Timidement, le second demanda :
– Vous vous êtes occupé de Threepwood, alors ?

L’obèse capitaine se retourna vers son spectre, avec un sourire diablement sournois, et caressant avec délectation sa barbe calcinée lui confia ses méfaits :
– A l’heure qu’il est, il est vingt pieds sous mer, probablement gonflé comme un cochon engraissé. Les crabes doivent dévorer ses yeux, et les poissons picoter ses doigts. Ca me met l’eau à la bouche.

Ceux qui auront un peu suivi mes mémoires auront compris que ce n’était pas le cas. Mais mille milliards d’un pirate d’eau douce, allez-vous finir par suivre un peu le fil de l’histoire ?

– Oh oui, capitaine… vous pouvez le dire, répondit le squelette sans conviction qui préférait probablement des broches à la viande qu’un Guybrush en viande.
– Et la racine ? s’inquiéta LeChuck. Vous l’avez récupéré à ces maudits cannibales végétariens ?
– L’expédition est revenue il y a cinq minutes. Un autre succès pour notre fière équipe, capitaine !

LeChuck couina de plaisir. Cette nouvelle semblait autant l’enchanter que l’enlèvement d’Elaine.

– Parfait, vraiment parfait. Quelle belle journée tout de même : un kidnapping, un meurtre, un vol…
– Une journée bien remplie, capitaine.

LeChuck attrapa soudainement son second, lui déboîtant sa mâchoire. Le malheureux eut toutes les peines du monde pour se la refixer correctement par la suite.

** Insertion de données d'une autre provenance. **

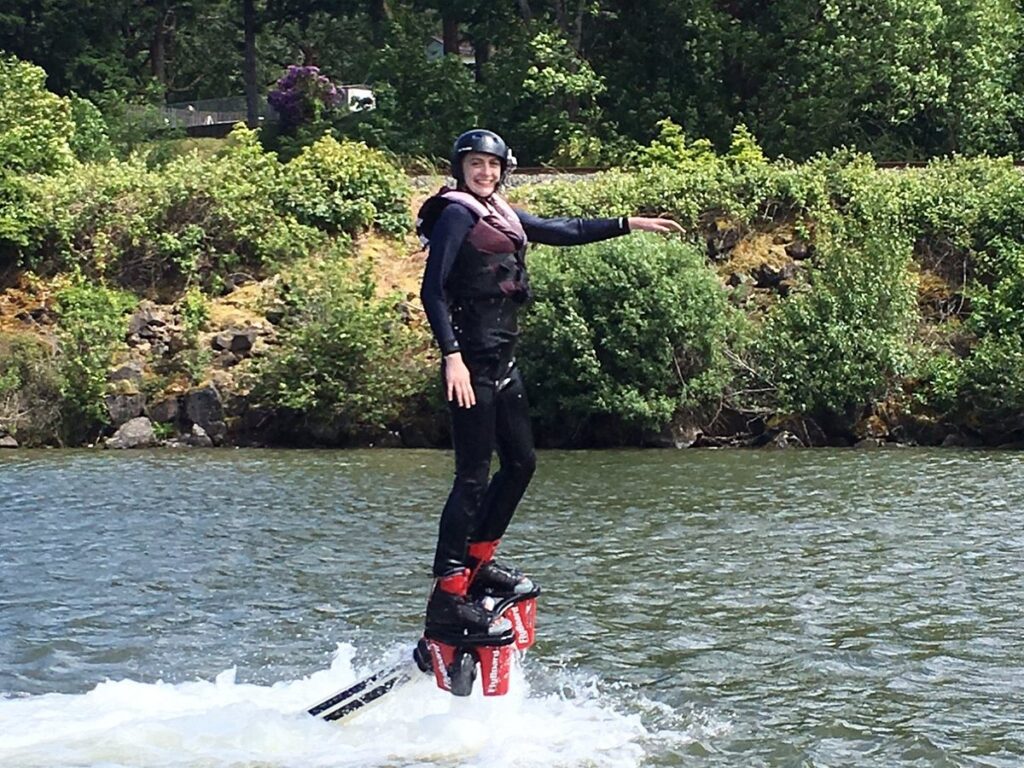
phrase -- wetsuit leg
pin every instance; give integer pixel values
(473, 439)
(514, 438)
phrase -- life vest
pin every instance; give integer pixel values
(492, 262)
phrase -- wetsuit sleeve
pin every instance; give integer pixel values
(570, 231)
(446, 238)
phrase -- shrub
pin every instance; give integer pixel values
(632, 331)
(843, 343)
(91, 325)
(346, 186)
(157, 230)
(30, 389)
(36, 126)
(303, 94)
(345, 363)
(90, 141)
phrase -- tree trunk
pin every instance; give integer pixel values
(451, 33)
(249, 65)
(481, 54)
(380, 16)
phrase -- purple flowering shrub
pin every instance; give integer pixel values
(302, 95)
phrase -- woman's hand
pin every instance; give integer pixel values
(457, 381)
(642, 224)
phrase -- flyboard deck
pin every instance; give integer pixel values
(358, 695)
(451, 658)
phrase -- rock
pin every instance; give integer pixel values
(784, 439)
(769, 275)
(165, 411)
(872, 426)
(236, 340)
(807, 430)
(199, 437)
(225, 358)
(678, 435)
(798, 250)
(124, 408)
(135, 433)
(869, 442)
(956, 439)
(203, 407)
(129, 372)
(147, 321)
(275, 313)
(721, 243)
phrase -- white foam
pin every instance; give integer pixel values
(207, 724)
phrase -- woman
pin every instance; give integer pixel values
(474, 282)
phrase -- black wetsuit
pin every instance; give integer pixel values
(472, 297)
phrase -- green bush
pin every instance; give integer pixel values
(843, 343)
(345, 363)
(346, 187)
(36, 126)
(90, 141)
(92, 324)
(30, 389)
(631, 331)
(157, 230)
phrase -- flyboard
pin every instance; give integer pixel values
(451, 657)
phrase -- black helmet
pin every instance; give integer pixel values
(487, 142)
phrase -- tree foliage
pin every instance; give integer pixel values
(572, 81)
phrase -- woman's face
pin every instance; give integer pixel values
(482, 172)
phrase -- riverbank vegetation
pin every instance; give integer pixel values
(227, 296)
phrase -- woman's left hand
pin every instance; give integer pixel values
(643, 224)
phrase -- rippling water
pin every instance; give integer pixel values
(706, 608)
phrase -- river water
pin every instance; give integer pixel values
(700, 608)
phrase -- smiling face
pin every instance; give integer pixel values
(481, 172)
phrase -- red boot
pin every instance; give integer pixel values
(449, 609)
(491, 578)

– Surtout, fit LeChuck d’une voix à vous congeler un steak haché (39), veille à ce qu’elle soit bien gardée. Il ne faut pas que la racine tombe dans des mains criminelles… autres que les nôtres si tu préfères.

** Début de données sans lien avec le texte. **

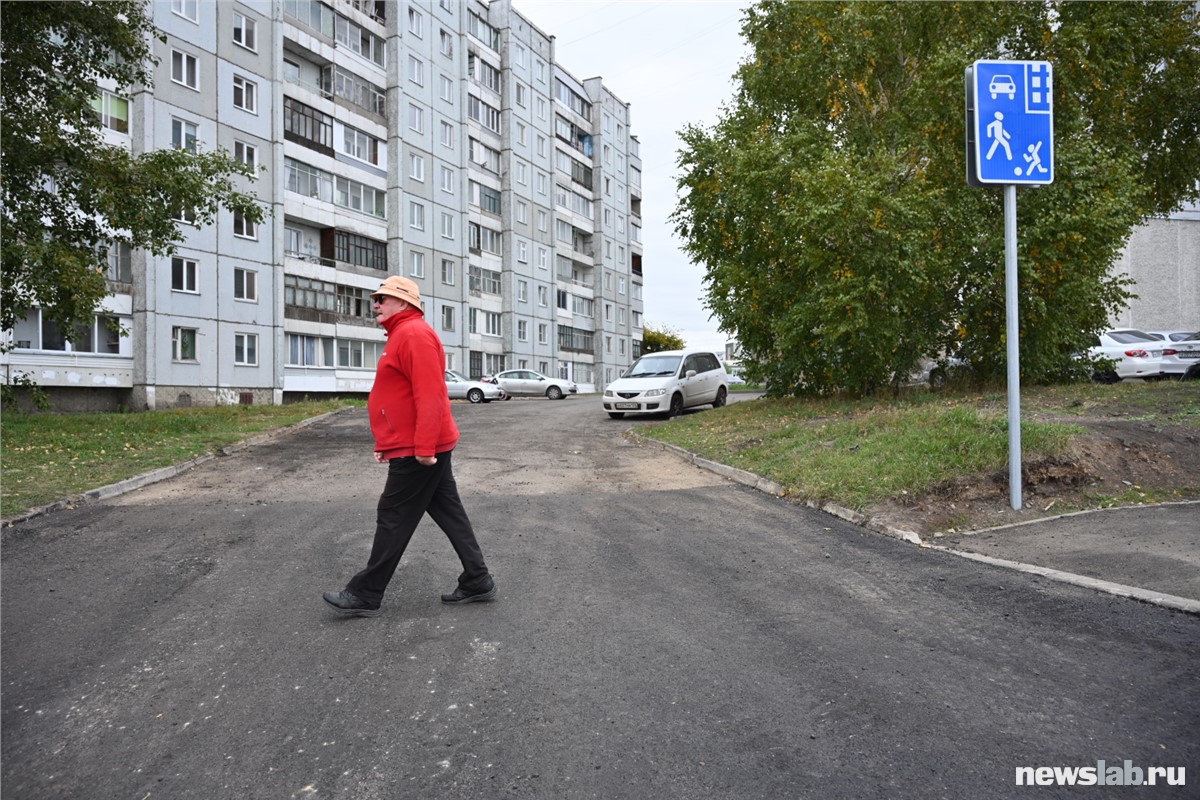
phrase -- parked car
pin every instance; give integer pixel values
(1135, 354)
(528, 383)
(1181, 350)
(477, 391)
(667, 383)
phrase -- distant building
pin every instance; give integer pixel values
(1163, 258)
(437, 139)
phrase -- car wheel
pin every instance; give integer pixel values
(676, 405)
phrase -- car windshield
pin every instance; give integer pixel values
(1131, 337)
(649, 366)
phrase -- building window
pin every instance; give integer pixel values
(245, 95)
(113, 112)
(184, 275)
(186, 8)
(245, 349)
(244, 227)
(307, 126)
(245, 284)
(183, 343)
(359, 251)
(246, 154)
(185, 70)
(360, 145)
(183, 136)
(245, 31)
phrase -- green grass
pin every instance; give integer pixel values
(858, 452)
(48, 457)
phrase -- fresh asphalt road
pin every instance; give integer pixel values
(660, 632)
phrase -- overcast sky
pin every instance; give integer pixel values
(673, 61)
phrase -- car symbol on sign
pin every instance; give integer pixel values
(1002, 85)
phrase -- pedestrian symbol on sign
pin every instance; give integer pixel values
(1012, 133)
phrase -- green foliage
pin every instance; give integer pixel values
(67, 194)
(829, 204)
(657, 341)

Il relâcha son acolyte qui lui fit remarquer une chose judicieuse, que les méchants négligent par trop souvent :
– Mais, capitaine… Si vous avez si peur qu’on vous la vole, pourquoi ne la détruisez vous pas tout simplement ?
– Détruire la racine ? Es-tu fou ? Et avec quoi ferais-je donc mon ragoût de sanglier ?

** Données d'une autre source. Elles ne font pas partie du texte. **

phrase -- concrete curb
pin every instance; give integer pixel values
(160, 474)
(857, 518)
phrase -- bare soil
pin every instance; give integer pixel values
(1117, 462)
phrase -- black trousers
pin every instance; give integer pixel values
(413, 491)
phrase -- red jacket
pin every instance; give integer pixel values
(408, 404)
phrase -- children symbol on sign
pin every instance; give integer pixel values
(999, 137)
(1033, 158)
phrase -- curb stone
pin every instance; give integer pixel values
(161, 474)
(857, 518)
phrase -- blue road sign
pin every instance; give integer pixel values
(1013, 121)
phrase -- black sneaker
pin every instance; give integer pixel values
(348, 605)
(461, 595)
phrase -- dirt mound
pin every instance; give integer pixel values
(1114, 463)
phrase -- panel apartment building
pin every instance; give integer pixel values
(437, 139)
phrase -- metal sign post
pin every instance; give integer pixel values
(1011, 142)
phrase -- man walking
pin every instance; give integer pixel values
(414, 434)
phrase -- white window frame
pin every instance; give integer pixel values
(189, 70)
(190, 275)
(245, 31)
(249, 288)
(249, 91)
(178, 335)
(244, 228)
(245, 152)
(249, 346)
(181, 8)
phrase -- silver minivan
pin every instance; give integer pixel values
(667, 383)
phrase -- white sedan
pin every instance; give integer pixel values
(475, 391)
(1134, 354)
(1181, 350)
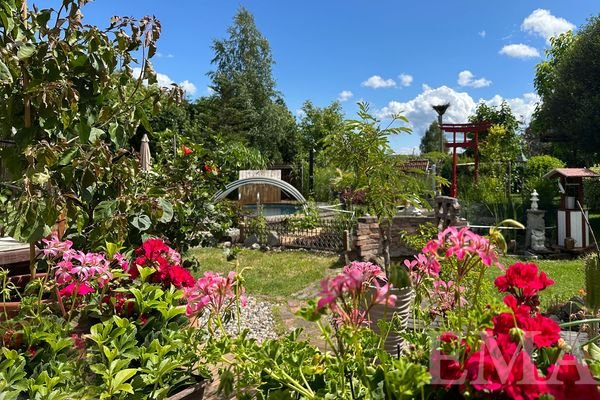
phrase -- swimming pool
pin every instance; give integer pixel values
(270, 210)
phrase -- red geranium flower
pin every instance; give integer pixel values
(181, 277)
(186, 150)
(82, 290)
(571, 379)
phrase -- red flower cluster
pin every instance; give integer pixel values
(186, 151)
(523, 281)
(210, 169)
(165, 260)
(503, 365)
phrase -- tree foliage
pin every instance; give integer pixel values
(503, 143)
(318, 122)
(430, 142)
(567, 82)
(245, 105)
(71, 107)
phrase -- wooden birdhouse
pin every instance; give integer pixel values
(573, 231)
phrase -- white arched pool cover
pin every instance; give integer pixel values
(258, 180)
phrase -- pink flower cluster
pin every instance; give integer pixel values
(504, 364)
(347, 294)
(214, 292)
(77, 272)
(165, 260)
(444, 297)
(523, 281)
(462, 244)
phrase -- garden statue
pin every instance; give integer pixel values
(538, 240)
(536, 226)
(534, 200)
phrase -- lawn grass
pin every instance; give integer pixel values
(273, 274)
(282, 274)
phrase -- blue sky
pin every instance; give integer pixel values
(396, 55)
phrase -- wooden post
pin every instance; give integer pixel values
(27, 123)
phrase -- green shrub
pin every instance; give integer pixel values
(591, 190)
(535, 168)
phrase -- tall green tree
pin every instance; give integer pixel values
(318, 122)
(432, 138)
(503, 118)
(567, 82)
(71, 103)
(245, 105)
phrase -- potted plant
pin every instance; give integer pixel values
(396, 314)
(363, 149)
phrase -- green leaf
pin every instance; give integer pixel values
(95, 134)
(105, 210)
(117, 134)
(167, 208)
(141, 222)
(594, 351)
(5, 76)
(140, 114)
(25, 51)
(123, 375)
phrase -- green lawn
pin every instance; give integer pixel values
(282, 274)
(270, 273)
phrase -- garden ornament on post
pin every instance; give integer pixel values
(534, 199)
(145, 161)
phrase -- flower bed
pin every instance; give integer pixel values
(116, 326)
(483, 349)
(124, 325)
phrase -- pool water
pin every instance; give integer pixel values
(270, 210)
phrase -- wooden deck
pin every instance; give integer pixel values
(13, 253)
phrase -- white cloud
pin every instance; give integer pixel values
(519, 50)
(345, 95)
(188, 87)
(466, 78)
(542, 23)
(420, 113)
(522, 107)
(377, 82)
(163, 80)
(405, 79)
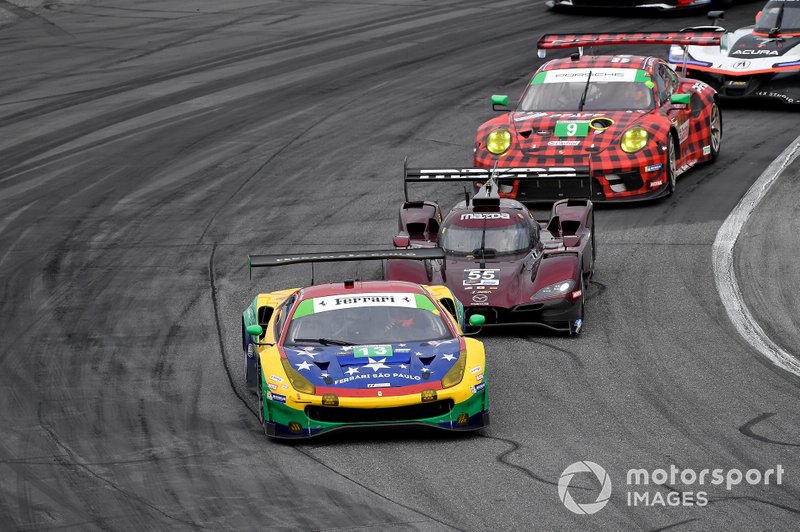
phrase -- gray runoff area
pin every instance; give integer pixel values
(146, 148)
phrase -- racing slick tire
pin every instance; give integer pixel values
(672, 179)
(714, 132)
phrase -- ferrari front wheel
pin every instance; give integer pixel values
(714, 132)
(672, 177)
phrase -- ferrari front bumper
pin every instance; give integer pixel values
(304, 421)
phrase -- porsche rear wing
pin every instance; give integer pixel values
(541, 183)
(271, 261)
(553, 41)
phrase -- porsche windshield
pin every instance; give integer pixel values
(368, 318)
(779, 17)
(608, 89)
(496, 240)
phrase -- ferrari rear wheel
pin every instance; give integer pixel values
(260, 395)
(714, 132)
(672, 178)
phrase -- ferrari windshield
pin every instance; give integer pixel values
(779, 17)
(608, 89)
(496, 240)
(367, 318)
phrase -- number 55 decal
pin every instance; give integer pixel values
(481, 277)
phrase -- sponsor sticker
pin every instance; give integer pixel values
(276, 397)
(563, 142)
(486, 216)
(481, 277)
(364, 351)
(580, 75)
(377, 299)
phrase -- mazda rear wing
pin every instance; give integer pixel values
(553, 41)
(542, 183)
(271, 261)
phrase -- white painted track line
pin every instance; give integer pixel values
(725, 275)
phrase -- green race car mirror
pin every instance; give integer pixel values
(500, 102)
(255, 330)
(684, 99)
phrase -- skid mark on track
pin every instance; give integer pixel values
(747, 430)
(76, 461)
(502, 458)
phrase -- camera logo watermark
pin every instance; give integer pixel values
(685, 486)
(584, 467)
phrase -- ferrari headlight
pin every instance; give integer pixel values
(498, 141)
(560, 288)
(634, 140)
(456, 373)
(299, 383)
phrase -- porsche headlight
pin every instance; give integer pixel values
(560, 288)
(456, 373)
(498, 141)
(299, 383)
(634, 140)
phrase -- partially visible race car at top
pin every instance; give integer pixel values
(655, 5)
(358, 353)
(501, 262)
(760, 61)
(631, 121)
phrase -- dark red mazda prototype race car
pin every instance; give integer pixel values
(499, 261)
(632, 122)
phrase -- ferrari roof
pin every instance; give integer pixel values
(361, 287)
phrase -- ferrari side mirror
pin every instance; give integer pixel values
(500, 102)
(401, 241)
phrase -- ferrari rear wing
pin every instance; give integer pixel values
(541, 183)
(271, 261)
(554, 41)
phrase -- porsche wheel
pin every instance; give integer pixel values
(672, 178)
(714, 132)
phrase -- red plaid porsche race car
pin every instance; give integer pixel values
(633, 121)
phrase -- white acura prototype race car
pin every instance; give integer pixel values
(760, 61)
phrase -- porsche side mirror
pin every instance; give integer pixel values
(401, 241)
(681, 99)
(500, 102)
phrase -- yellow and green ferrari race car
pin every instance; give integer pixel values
(362, 353)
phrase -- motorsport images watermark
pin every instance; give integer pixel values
(682, 484)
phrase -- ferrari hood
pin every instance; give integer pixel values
(375, 366)
(567, 133)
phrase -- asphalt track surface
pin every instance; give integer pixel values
(147, 147)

Shinetop et LeChuck ne faisaient qu’un ! Cette révélation venue du cuisinier du Scumm Bar me cloua sur place. Depuis le début, c’était LeChuck, un spectre de l’enfer, que j’affrontais ! Pas étonnant qu’il m’ait donné tant de mal. Pourtant, après m’être senti mal sous le choc, je réalisai soudain que cette nouvelle était finalement bonne : je l’avais bien rossé au palais. LeChuck n’était pas invincible comme j’avais pu le constater. Si je l’avais déjà battu une fois, je pourrais répéter l’exploit, aucun doute là-dessus. Malheureusement, j’étais l’un des rares à croire en mes chances dans ce combat titanesque. Personne ne voulait faire partie de mon équipage. Qui serait assez fou pour se rendre dans l’antre de la bête ? Les rares pirates assez courageux pour venir, m’avaient dit qu’ils avaient le mal de mer, ou qu’ils ne savaient pas nager, ou encore qu’ils devaient chercher un éléphant qui venait de s’échapper. C’est dangereux ces bêtes là, il ne fallait pas la laisser se promener comme ça. Je ne pouvais pas leur donner tort. Sans compter qu’en l’absence du gouverneur, on faisait la queue pour venir piller son palais déserté. La liste de réservation était plus longue qu’un embouteillage sur la route du Rhum. Pas de shérif ni de gouverneur ? L’occasion était trop belle pour la manquer. C’était d’ailleurs un événement très prisé quand ça arrivait, mais ce serait, vous me l’accorderez, un bazar incontrôlable si l’on n’était pas un tant soit peu organisés. Errant sans but dans la ville, j’atterris par hasard près de la maison de cette folle de Lady Voodoo. Je décidai d’y faire un saut. Qui sait ? Peut-être étais-je finalement prêt pour découvrir mon avenir ?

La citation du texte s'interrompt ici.